Before Russell T Davies was announced as the returning showrunner of Doctor Who, he floated the idea of a vast ecosystem of small screen spin-offs that would, in an ideal world, orbit the mothership show.
“We should be sitting here announcing The Nyssa Adventures or The Return of Donna Noble,” he told Paul Kirkley (who writes for Doctor Who Magazine and RadioTimes.com). “The whole science fiction world is so creative and so money-making right now, I think your wildest dreams can come true.”
Since then, we’ve had no official news on spin-offs, but if recent tabloid scuttlebutt is to be believed, the folks at Bad Wolf have a number of offshoots in the planning stages, including shows centring on some of Doctor Who’s most iconic baddies.
“Fans can expect to see Sontarans, Weeping Angels and Sea Devils in separate series showing what they get up to when the Doctor isn’t there to stop them, along with Daleks and Cybermen,” a source told The Mirror.
If true, this is a pretty radical plan. Every Doctor Who spin-off before now – on TV at least – has focused on the good guys of the Whoniverse, whether it’s K-9 (K-9 & Company), Sarah-Jane Smith (The Sarah-Jane Adventures), Captain Jack Harkness (Torchwood) or, er, the pupils of Coal Hill School (Class).
Yet over at Big Finish – the audio company who, since 1999, has been producing officially licensed Doctor Who stories – villain-centric ranges have been a mainstay of its output for years.
Dalek Empire was one of the company’s first offshoots, yet crucially it wasn’t told from the Daleks’ point of view, instead zeroing in on a fresh set of protagonists. Ditto its Cyberman series of plays. Even though their TV voice, Nicholas Briggs, was in charge of these ranges, he was savvy enough to know that an hour of Daleks or Cybermen talking among themselves is likely to send even the most devoted fan crazy.
“Showing what they get up to when the Doctor isn’t there” is the slightly concerning detail. These spin-offs don’t necessarily need the Doctor to pivot round, but they do need protagonists, a person or persons that we can identify and empathise with, that the monsters can pit themselves against.
Is there really potential in a Sea Devils show showing us what they do when they’re just hanging out with each other, shooting the breeze? And if we’re getting a Weeping Angels series that’s going to show us what they do when no one’s watching (darting about all over the place, presumably), isn’t that going to tarnish some of their carefully cultivated mystery?
Back in the 1960s, Dalek creator Terry Nation attempted to launch a series based around his fascistic pepperpots in the US. He didn’t get far. But the fact that, even with their titanic popularity and Nation’s not inconsiderable wealth, we’ve never had a small-screen Dalek spin-off tells you something about their limitations as characters.
The short-lived Daleks! web series from 2020 arguably only worked because of its relative brevity (it consisted of just five 13-15 minute episodes).
The trouble with a series focused tightly on those monsters named by The Mirror is that any show would be blighted by an aural and visual sameness. A bunch of Daleks or Cybermen talking monotonously amongst themselves, each character indistinguishable from the next, does not good telly make.
That’s presumably why Star Trek has never considered a Borg or Klingon-focused series and why Disney isn’t planning any Star Wars shows based around the Hutts. None of these potential WhoCU series necessarily need the Doctor, but they do require some kind of human character for us to lock onto, however speciesist that sounds.
Of course, this is all wild speculation. The newspapers have got it wrong before, and may well have done so again. For all we know, The Nyssa Adventures may be in its final stages of planning, and who knows, maybe she’ll be fighting Sea Devils and Weeping Angels as part of it.
And if RTD and Bad Wolf really are planning an avalanche of new shows and spin-offs, maybe one featuring the Daleks and the Sontarans really are a small part of it. But, according to social media, villain-centric spin-offs are not what fans want.

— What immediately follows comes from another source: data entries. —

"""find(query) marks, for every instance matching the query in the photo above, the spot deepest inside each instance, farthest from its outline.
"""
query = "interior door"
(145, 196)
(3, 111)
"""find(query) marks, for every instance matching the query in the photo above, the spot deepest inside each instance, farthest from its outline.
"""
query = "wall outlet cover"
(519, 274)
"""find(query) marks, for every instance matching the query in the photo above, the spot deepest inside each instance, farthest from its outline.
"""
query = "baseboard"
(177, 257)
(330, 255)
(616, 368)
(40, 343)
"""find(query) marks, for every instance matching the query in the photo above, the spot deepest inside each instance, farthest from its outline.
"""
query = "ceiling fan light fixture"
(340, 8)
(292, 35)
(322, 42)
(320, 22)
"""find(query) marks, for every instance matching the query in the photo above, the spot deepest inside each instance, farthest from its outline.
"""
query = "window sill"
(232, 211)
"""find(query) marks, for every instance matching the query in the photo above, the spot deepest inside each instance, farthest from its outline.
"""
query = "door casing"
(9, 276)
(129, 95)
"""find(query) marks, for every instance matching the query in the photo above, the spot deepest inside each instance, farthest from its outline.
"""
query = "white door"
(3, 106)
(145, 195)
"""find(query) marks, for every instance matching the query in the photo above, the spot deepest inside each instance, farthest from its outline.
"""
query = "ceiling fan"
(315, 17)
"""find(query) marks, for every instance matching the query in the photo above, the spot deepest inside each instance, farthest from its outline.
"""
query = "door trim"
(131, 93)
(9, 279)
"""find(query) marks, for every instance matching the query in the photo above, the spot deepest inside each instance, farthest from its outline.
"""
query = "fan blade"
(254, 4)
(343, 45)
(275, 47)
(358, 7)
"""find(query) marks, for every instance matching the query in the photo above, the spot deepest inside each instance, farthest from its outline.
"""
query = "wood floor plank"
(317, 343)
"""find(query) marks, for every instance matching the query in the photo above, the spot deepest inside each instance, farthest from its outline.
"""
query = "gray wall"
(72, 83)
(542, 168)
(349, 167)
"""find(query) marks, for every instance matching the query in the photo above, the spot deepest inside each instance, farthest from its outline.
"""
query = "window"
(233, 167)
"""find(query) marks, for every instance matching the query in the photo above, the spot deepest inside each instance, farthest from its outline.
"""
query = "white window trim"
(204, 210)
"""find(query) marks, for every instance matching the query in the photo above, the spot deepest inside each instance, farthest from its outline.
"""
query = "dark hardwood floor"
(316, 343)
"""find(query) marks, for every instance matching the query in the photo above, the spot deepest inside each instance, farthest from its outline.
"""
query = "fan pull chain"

When RadioTimes.com asked what spin-off fans would most want to see, the overwhelming response was calls for a return for Paul McGann’s Eighth Doctor.
8th Doctor missing adventures. It’s about time!
— stuart (@extrachunkystew) November 8, 2022
Whether it’s The Polly Adventures, The UNIT Files or Turlough & Co, it’s the good guys the fandom wants to see more of, not the private life of General Staal or a Dalek version of The West Wing.
But wait and see, because if anyone can make a Sea Devils or Weeping Angels series work, however implausibly, it’s Russell T Davies.